Verteidigung
Deutsch-französische Gespräche über engere Kooperation bei atomarer Abschreckung

Deutschland und Frankreich haben offenbar Gespräche über eine engere Kooperation bei der atomaren Abschreckung aufgenommen. Der Sicherheitsberater von Bundeskanzler Merz, Sautter, sei bereits am Mittwoch für eine erste Runde nach Paris gereist, schreibt "Der Spiegel".

    Aus einem großen Armeefahrzeug wird eine französische Atomrakete abgefeuert. Drum herum Büsche und grüne Natur.
    Start einer atomwaffenfähigen Rakete der französischen Armee. (Getty Images / Gamma-Rapho / Jean-Claude FRANCOLON)
    Laut dem Bericht nahmen auch andere europäische Staaten an den Beratungen teil.
    Merz hatte mit dem französischen Präsidenten Macron schon im März eine sogenannte nukleare Lenkungsgruppe eingerichtet, die Details der Zusammenarbeit auslotet. Wie der "Spiegel" weiter berichtet, soll es zur Vorbereitung auf den Ernstfall gemeinsame Manöver geben. Die Bundeswehr dürfe am konventionellen Teil französischer Nuklearübungen teilnehmen und erhalte Einblick in Frankreichs Atomstandorte, heißt es weiter.

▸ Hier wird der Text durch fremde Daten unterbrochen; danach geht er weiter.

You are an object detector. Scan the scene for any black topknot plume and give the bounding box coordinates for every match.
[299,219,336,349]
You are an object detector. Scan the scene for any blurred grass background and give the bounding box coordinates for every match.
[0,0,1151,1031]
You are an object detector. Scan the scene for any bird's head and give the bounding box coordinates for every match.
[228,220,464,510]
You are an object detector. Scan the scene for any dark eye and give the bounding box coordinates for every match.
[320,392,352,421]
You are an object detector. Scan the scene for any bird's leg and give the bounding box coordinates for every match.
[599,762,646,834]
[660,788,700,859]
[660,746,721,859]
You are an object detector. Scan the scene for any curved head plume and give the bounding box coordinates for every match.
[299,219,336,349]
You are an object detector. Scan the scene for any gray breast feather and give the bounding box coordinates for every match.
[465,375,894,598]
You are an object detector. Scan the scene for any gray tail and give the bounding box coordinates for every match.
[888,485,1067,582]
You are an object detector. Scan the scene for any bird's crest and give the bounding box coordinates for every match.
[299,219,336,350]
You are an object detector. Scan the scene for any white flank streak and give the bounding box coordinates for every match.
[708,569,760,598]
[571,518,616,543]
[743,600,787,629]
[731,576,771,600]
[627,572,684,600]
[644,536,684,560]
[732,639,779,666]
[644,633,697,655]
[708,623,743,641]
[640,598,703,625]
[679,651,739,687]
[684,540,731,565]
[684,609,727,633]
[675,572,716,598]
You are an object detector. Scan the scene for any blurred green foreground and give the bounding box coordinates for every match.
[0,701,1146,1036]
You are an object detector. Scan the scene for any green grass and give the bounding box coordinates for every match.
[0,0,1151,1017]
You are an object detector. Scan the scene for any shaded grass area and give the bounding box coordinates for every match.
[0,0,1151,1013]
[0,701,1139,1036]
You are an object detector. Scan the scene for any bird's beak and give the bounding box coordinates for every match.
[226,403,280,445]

Die erste dieser Übungen könnte im September stattfinden.

    Norwegen kommt unter französischen Schutzschirm

    Erst vor wenigen Tagen hatten Frankreich und Norwegen vereinbart, dass das skandinavische Land unter den atomaren Schutzschirm Frankreichs kommt.
    Bisher sind die NATO-Länder Europas unter dem Schutzschirm der USA. Seit dem zweiten Amtsantritt von Präsident Trump gibt es aber zunehmend Zweifel, ob Washington die Europäer etwa in einem Konflikt mit Russland wirklich schützen würde. Deswegen hatten zuletzt auch schon Polen und Litauen den Schutz Frankreichs in Anspruch genommen.
    Diese Nachricht wurde am 30.05.2026 im Programm Deutschlandfunk gesendet.